Plus encore, ce qui interroge c’est la durée de ces mesures à savoir selon l’article 2 de l’ordonnance jusqu'à l'expiration d'un délai d'un mois à compter de la date de cessation de l'état d'urgence sanitaire. Cet article prévoit que l'état d'urgence sanitaire est déclaré pour une durée de deux mois à compter de l'entrée en vigueur de la présente loi, à savoir immédiatement[22]. Pourquoi faut-il s’infliger ce délai supplémentaire avant un retour à la norme et ainsi priver les justiciables de l’assistance de leur défenseur, laquelle a valeur conventionnelle et constitutionnelle ? Espérons que les dispositions transitoires ne soient pas pérennisées, comme l’ont été certaines dispositions liées à l’état d’urgence, mais c’est là encore un autre débat.

Bon alors et demain ? Il faudra rapidement revenir sur ces dispositions et reprendre la marche en avant avec les droits de la défense, le droit au juge, le contradictoire….

 

[1] Cons. const., 30 juillet 2010, n° 2010-14/22 QPC. [2] CEDH, Brusco c. France, 14 octobre 2010. [3] Crim., 19 octobre 2010, Bull., n° 165. [4] Ass. Plén., 15 avril 2011, Bull., n° 1 et n° 4. [5] CEDH, 25 avr. 1978, Tyrer c/ Royaume-Uni, série A n° 26. [6] CEDH, 13 juin 1979, Marckx c/ Belgique, § 58.
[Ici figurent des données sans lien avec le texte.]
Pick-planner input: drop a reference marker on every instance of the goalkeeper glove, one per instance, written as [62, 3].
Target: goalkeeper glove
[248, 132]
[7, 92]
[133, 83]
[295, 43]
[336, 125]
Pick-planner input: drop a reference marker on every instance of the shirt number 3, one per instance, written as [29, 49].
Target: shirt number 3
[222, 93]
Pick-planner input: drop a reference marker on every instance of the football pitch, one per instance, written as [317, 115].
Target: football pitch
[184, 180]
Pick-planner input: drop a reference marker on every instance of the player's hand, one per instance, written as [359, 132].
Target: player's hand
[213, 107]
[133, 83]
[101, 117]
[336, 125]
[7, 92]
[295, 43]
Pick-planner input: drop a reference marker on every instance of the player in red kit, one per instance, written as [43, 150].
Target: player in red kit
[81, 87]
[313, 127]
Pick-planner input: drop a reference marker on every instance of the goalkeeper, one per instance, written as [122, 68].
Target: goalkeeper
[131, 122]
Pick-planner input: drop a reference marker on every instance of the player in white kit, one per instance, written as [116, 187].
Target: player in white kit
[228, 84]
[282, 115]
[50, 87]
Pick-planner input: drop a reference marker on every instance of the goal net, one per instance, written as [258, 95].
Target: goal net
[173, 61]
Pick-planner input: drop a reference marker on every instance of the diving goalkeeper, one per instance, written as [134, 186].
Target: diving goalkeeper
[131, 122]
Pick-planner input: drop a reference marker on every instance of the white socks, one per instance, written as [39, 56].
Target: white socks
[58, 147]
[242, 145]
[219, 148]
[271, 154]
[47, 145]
[6 bis] Il convient de relever que le législateur aurait également pu développer les droits de la défense. Il aurait pu… [7] Voir notamment Crim., 19 septembre 2012, n° 11-88111 ; 14 avril 2015, n° 14-88.515 [8] Commission justice pénale et droits de l’homme, La mise en état des affaires pénales, Paris, La documentation française, 1991, pp. 120-121. [9] Le barreau français face aux problèmes actuels de la justice pénale, Textes des travaux du 41ème congrès de l’Association nationale des avocats de France, Toulouse, 23-24 mai 1969, Dalloz, 1969, 418 p. [10] SARRAZIN (J.), cité in ZIWIE (F.), Droit du détenu et droit de la défense, Paris, F. Maspero, 1979, 447 p. [11] Commission justice pénale et droits de l’homme, La mise en état des affaires pénales, op. cit., p. 208 et pp. 209-210. [12] HUET (J.-M.), « La garde à vue », in ROUJOU DE BOUBEE (G.), dir., La procédure pénale bilan des réformes depuis 1993, op. cit., p. 25. [13] Notons qu’à titre transitoire, il était prévu un délai de 20 heures avant de permettre cet entretien. Cette disposition a ensuite été pérennisée. [14] Cons. const., DC n° 93-326, 11 août 1993, Garde à vue, JO 15 août, p. 11599. [15] RENOUX (T.), « Commentaire de la décision du Conseil du 11 août 1993 », RFD const., 1993, p. 854. [16] BLONDEL (H.-L.), « Le secret de l’instruction », in ROUJOU DE BOUBEE (G.), dir., La procédure pénale bilan des réformes depuis 1993, op. cit., p. 87. [17] HODGSON (J.) et RICH (G.), art. précité, Rev. sc. crim., 1995, p. 329. [18] RASSAT (M.-L.), Propositions de réforme du code de procédure pénale, Collection Dalloz-Service, Dalloz, 1997, p. 134. [19] Point 1.2.2.4. de la circulaire du 4 décembre 2000. [20] Selon un sous-titre emprunté à un article très optimiste également (« Le code de procédure pénale : chronique d’une mort annoncée », RRJ, 2009-4, pp. 1909-1933). [21] Article 63-4-2 CPP. [22] Article 22 de la loi.